By hagrin - Posted on 02 February 2007

Kevin Rose announced today that Digg will be removing their "Top Diggers" list in order to combat Digg gaming.

First, let's praise Digg and Kevin Rose for being open enough to admit that Digg gaming is a serious problem if only in perception. Admitting that there is a potential problem definitely deserves credit and talking about the issue in a public manner shows a level of corporate transparency that I appreciate (I wish more companies could follow suit *ahem* Google *ahem*). Although many will debate exactly what the impact of the decision will be, it's definitely a step in the right direction because ranking systems always end up creating a competitive atmosphere leading to mass submissions (creating signal to noise ratio issues), potential Digg gaming and the ability of the few to influence the masses.

However, there's a lot to be concerned about when Digg's founders state that they "strongly believe attempts to game Digg are ineffective". I'm sorry, but the evidence that Digg followers have gathered about friends Digging other people's stories 100% of the time, domains being unfairly banned through over submission, top diggers getting duplicates promoted when others have submitted the same story and other issues show that Digg can be successfully gamed. I have seen SEO forum posts where post creators ask for readers to exchange diggs for certain articles. For Digg to acknowledge the issue and then proclaim it a non-factor should definitely raise red flags to the attentive reader.

What are the impacts of this change?

First, whenever you remove a "competitive incentive", you'll see user contribution decline - not exactly a desired effect when dealing with a social news website. This effect probably will be negligible, but it will occur as people can't see their name on the Top Diggers list. Second, users will no longer be able to blindly add Top Diggers to their friends list and will probably be more encouraged to befriend those users that have similar beliefs and viewpoints. However, Top Diggers from before this move will still have their loyal following so long as they still contribute to Digg, they will be able to influence which stories receive Front Page prosperity. Third, there will be very little effect in terms of eliminating Digg gaming. Many Digg applications have been developed such as average user comment ratings so Digg page scraping is already occurring (Digg APIs are floating around that make it easy for the average programmer to provide this information). Therefore, it's forseeable that those intending to game Digg will be able to still identify volume submitters and potentially influence which stories they submit and digg. In addition, top diggers weren't necessarily the "gaming" problem source as it was more with the lower users and networks built through communities outside of Digg.
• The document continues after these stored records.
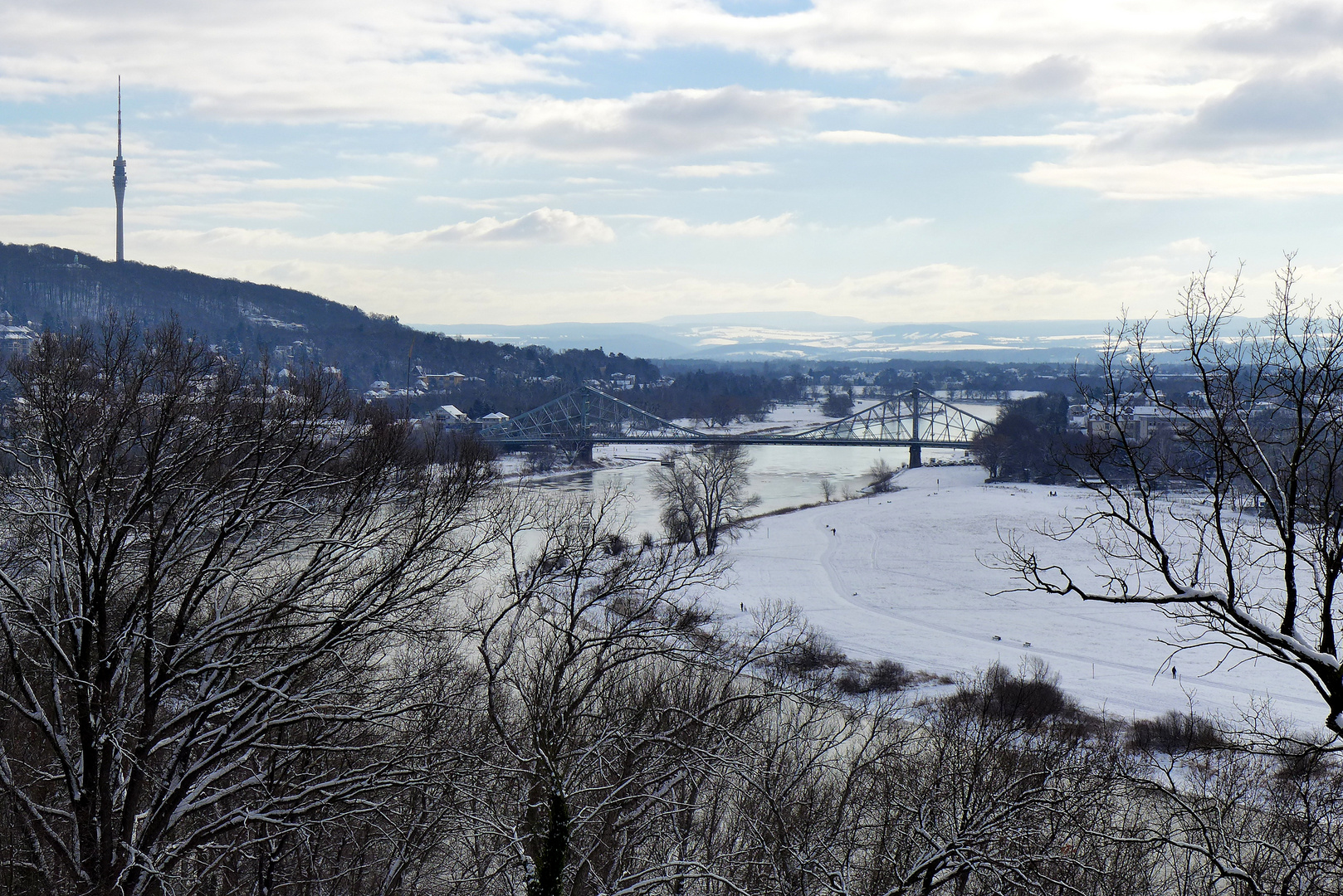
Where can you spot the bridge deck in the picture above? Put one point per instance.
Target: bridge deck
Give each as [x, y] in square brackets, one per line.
[734, 440]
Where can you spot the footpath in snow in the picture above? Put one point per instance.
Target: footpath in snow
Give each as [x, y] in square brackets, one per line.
[903, 577]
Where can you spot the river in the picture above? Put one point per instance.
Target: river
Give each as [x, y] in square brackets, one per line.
[784, 476]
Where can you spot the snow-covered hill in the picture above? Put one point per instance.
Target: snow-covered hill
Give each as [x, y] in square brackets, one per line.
[904, 577]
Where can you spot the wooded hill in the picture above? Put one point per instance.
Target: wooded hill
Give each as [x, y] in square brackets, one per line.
[61, 289]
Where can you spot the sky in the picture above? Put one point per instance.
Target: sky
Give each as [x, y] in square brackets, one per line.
[523, 162]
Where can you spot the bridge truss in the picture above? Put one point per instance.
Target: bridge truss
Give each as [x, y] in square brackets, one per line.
[586, 416]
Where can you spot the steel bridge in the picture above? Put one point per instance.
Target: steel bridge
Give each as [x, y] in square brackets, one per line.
[584, 416]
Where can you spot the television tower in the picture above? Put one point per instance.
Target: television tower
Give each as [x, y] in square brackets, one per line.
[119, 179]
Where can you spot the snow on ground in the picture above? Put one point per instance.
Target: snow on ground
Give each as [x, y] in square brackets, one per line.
[903, 575]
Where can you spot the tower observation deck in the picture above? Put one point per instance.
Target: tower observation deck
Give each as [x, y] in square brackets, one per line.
[119, 182]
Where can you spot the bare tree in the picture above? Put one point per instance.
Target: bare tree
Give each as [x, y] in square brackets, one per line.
[611, 696]
[202, 583]
[1232, 514]
[704, 496]
[880, 477]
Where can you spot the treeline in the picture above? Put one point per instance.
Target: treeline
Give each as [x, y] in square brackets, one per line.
[1029, 441]
[281, 642]
[60, 289]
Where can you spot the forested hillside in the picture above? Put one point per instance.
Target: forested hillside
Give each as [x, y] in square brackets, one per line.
[60, 289]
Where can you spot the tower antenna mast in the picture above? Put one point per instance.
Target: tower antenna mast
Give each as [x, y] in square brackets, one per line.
[119, 180]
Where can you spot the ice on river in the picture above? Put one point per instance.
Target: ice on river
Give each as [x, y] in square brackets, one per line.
[901, 577]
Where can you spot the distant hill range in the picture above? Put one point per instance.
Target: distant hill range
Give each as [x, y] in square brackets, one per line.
[808, 336]
[61, 288]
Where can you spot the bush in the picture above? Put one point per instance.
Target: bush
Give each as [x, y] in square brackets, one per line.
[889, 676]
[1029, 698]
[837, 405]
[1174, 733]
[810, 653]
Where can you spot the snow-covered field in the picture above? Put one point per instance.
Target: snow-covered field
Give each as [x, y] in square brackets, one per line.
[903, 577]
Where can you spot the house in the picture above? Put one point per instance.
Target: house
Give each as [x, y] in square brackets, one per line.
[449, 416]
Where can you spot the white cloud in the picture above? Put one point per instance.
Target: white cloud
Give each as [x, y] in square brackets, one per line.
[662, 123]
[724, 169]
[1190, 179]
[540, 226]
[751, 227]
[876, 137]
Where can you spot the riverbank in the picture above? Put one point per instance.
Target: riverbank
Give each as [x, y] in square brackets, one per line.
[910, 577]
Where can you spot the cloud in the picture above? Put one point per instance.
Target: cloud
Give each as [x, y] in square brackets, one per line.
[1048, 80]
[752, 227]
[875, 137]
[664, 123]
[1293, 28]
[540, 226]
[725, 169]
[1189, 179]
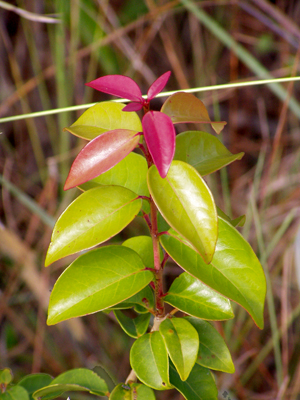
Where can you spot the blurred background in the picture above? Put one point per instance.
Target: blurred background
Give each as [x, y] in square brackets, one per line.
[48, 51]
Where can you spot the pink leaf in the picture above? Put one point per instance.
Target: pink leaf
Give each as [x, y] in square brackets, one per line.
[101, 154]
[133, 107]
[158, 85]
[118, 85]
[159, 134]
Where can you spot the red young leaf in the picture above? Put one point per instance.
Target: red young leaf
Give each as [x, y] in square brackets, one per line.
[158, 85]
[118, 85]
[159, 134]
[101, 154]
[133, 107]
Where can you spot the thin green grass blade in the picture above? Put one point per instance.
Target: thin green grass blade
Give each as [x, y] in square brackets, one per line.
[252, 63]
[233, 85]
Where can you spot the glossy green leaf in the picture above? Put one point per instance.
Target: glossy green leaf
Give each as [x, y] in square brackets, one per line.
[187, 205]
[239, 221]
[149, 360]
[103, 117]
[191, 296]
[142, 301]
[185, 107]
[15, 393]
[132, 391]
[200, 384]
[234, 271]
[134, 327]
[100, 155]
[131, 173]
[203, 151]
[34, 382]
[182, 342]
[213, 352]
[94, 217]
[6, 376]
[75, 380]
[95, 281]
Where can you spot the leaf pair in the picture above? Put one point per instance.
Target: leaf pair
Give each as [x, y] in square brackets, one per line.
[235, 271]
[123, 86]
[178, 339]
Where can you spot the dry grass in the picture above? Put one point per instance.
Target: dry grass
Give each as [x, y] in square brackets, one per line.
[44, 66]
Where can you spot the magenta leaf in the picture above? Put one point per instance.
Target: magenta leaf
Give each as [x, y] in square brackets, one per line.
[159, 134]
[101, 154]
[118, 85]
[158, 85]
[133, 107]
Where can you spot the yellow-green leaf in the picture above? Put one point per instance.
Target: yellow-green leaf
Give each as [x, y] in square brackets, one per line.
[94, 217]
[186, 203]
[103, 117]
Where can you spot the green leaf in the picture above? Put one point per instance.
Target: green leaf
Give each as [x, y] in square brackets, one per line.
[203, 151]
[15, 393]
[200, 384]
[185, 107]
[213, 352]
[132, 391]
[134, 327]
[103, 117]
[131, 173]
[239, 221]
[191, 296]
[94, 217]
[149, 360]
[234, 271]
[95, 281]
[34, 382]
[75, 380]
[142, 301]
[6, 376]
[182, 342]
[186, 203]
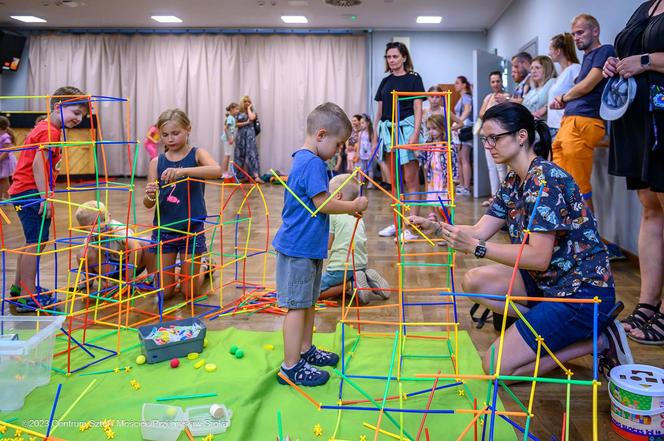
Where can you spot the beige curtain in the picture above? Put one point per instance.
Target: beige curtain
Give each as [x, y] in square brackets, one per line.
[285, 75]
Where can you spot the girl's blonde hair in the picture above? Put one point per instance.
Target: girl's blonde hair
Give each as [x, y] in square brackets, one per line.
[89, 212]
[175, 115]
[4, 125]
[547, 65]
[244, 103]
[437, 121]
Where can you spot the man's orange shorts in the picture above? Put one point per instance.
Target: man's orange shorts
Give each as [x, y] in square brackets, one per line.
[573, 148]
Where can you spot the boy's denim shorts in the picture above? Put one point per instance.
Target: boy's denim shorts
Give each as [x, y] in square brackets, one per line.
[562, 324]
[298, 281]
[31, 220]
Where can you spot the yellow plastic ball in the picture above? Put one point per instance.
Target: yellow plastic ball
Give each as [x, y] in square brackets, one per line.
[210, 367]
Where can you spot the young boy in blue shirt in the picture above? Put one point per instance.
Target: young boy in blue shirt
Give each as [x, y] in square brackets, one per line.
[301, 243]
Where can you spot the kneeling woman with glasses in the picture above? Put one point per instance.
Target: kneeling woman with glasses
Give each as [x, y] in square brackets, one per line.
[563, 256]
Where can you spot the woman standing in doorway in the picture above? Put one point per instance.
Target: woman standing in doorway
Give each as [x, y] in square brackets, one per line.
[463, 119]
[246, 149]
[401, 78]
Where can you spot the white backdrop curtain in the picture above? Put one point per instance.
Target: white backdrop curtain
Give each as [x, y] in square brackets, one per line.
[285, 75]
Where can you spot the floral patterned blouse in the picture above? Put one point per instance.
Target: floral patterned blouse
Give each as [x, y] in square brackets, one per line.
[579, 256]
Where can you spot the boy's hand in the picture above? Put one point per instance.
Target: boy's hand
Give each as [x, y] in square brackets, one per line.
[46, 206]
[170, 175]
[425, 225]
[361, 204]
[151, 190]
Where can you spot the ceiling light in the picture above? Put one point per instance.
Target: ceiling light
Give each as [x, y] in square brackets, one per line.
[166, 19]
[294, 19]
[429, 19]
[28, 19]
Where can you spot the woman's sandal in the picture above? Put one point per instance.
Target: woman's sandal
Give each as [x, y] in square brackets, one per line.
[653, 331]
[638, 319]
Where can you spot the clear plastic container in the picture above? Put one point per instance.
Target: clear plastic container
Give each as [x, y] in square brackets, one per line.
[26, 356]
[201, 422]
[160, 422]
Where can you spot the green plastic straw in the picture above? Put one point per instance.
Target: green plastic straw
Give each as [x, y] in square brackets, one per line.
[185, 397]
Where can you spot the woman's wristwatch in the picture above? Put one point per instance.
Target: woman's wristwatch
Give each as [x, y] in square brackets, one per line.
[480, 249]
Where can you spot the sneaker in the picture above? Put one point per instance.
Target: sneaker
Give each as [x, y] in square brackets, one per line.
[617, 351]
[363, 288]
[462, 191]
[28, 304]
[319, 357]
[377, 281]
[304, 375]
[615, 253]
[388, 231]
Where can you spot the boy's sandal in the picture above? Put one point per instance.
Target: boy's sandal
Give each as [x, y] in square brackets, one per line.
[653, 331]
[638, 319]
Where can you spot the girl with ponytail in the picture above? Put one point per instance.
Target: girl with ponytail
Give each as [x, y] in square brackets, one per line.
[563, 255]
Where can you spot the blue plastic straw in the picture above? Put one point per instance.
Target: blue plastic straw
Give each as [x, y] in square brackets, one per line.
[55, 404]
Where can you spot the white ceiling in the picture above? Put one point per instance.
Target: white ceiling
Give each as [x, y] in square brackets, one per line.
[472, 15]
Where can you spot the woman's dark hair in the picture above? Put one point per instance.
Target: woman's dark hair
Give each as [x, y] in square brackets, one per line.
[464, 80]
[513, 117]
[565, 43]
[403, 50]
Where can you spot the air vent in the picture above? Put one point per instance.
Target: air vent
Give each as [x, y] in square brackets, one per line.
[343, 3]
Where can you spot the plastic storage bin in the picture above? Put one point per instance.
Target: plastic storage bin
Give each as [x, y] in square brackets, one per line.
[155, 353]
[161, 422]
[201, 422]
[26, 355]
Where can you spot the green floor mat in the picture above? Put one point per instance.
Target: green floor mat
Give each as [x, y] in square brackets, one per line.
[248, 387]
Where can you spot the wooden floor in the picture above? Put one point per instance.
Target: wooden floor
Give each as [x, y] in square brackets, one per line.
[550, 399]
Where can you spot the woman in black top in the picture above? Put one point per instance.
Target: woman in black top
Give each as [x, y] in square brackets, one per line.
[637, 152]
[402, 78]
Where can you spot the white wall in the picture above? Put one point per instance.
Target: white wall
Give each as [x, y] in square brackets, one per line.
[15, 84]
[618, 211]
[439, 57]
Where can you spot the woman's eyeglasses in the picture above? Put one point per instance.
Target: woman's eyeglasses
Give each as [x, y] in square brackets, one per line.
[492, 139]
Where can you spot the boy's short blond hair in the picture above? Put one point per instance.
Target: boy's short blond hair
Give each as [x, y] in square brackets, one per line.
[90, 212]
[330, 117]
[349, 191]
[63, 95]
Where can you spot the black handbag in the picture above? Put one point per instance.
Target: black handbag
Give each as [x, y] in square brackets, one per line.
[466, 134]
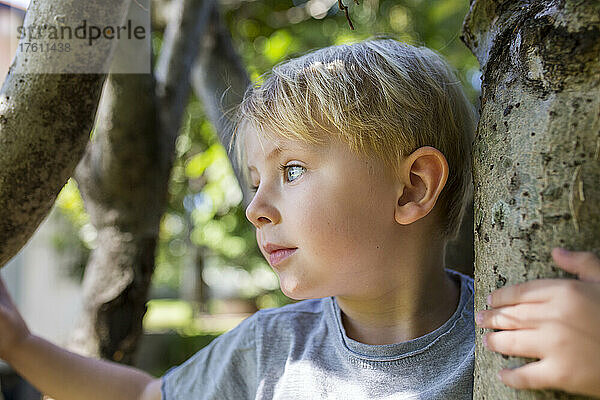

With all these things being said, it's still the right move by the Digg leadership. With social news sites where a single voice should be able to influence what readers see, taking out "competition" between users will definitely end up a step in the right direction. Digg will be able to find other ways to offer incentives to their power users in the future that will be more beneficial than publically displaying their Digg rank. I look forward to seeing how Digg rewards its power users (disclosure: I am not one of the power users) and the overall, long-run impact of this change.